Paired here with Peter Cushing, Price still gets the spotlight as the
complicated horror movie star whose series of films as Dr. Death have
seemingly driven him mad. But is he the fiend, or is it someone else?
Cushing actually has little footage as an actor of horror films who instead became a writer of the series, and hints are dropped that he could be the maniac. But there are other suspects too, among them a former female co-star who has obviously gone mad due to her own frightful memories and unrequited love. The film is bloody and gruesome but not needlessly so, unlike some other films that took the frights a bit too far. Its ultimately pretty predictable but a nice ending to the lengthy career Price had at the greatest B studio following the end of the golden era of movie making. At times, Price overacts a bit and seems to be taking what Karloff had done in Targets and giving it his own touch. There is a persistent blonde who stalks Price and I couldn't wait for her to be dispatched. Perhaps that is the point of the film made through a speech Price gives that we all have a deep seated desire to see violence even if we are unable to commit it.
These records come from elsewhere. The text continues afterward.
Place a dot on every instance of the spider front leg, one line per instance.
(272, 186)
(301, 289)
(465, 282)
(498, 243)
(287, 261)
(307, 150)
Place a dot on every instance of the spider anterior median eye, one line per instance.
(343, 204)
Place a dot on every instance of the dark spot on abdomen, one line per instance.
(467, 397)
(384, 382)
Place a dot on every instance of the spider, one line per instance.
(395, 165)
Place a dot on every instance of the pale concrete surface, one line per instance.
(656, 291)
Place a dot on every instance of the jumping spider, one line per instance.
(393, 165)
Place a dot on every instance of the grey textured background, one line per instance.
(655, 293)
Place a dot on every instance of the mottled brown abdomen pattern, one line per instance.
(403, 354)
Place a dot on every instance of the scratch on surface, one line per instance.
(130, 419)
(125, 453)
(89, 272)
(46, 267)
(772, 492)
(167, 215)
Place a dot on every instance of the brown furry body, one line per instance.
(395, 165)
*** This review may contain spoilers ***
Paul Toombes (Price) is an acclaimed Horror film star who rose to stardom playing a character called Dr. Death. As the film starts, Toombes discovers his blonde fiancée (Linda Hayden) dead at a Hollywood party causing him to go into hiding for years. He is lured out of retirement for a British TV series in which Paul will be able to reprise his role of Dr. Death by the films screenwriter Herbert (Cushing). Once on location, a mysterious killer dressed as Dr. Death is stalking about killing cast members. Has Toombes gone off the deep end and is killing people for real? Or is it someone else trying to frame it. This joint production from AIP and Amicus has a distinct British feel to it despite Price in the lead role. The movie flirts with being a slasher movie and the gore is amped up with decapitations and the like, but the plot is straight out of the early 1960's and is quite predictable. Price chews up the screen in a role that reflected himself at the time of an aging horror actor. Cushing is completely wasted in his minor supporting role, and the entire story feels like it should have been made ten years earlier. Dr. Death is a cool killer and the prowling scenes work well, but you can guess everything that is going to happen way before it does, and the surprise ending doesn't surprise anyone. This would strictly be for Vincent Price fans who want to see the legend in a starring role one last time.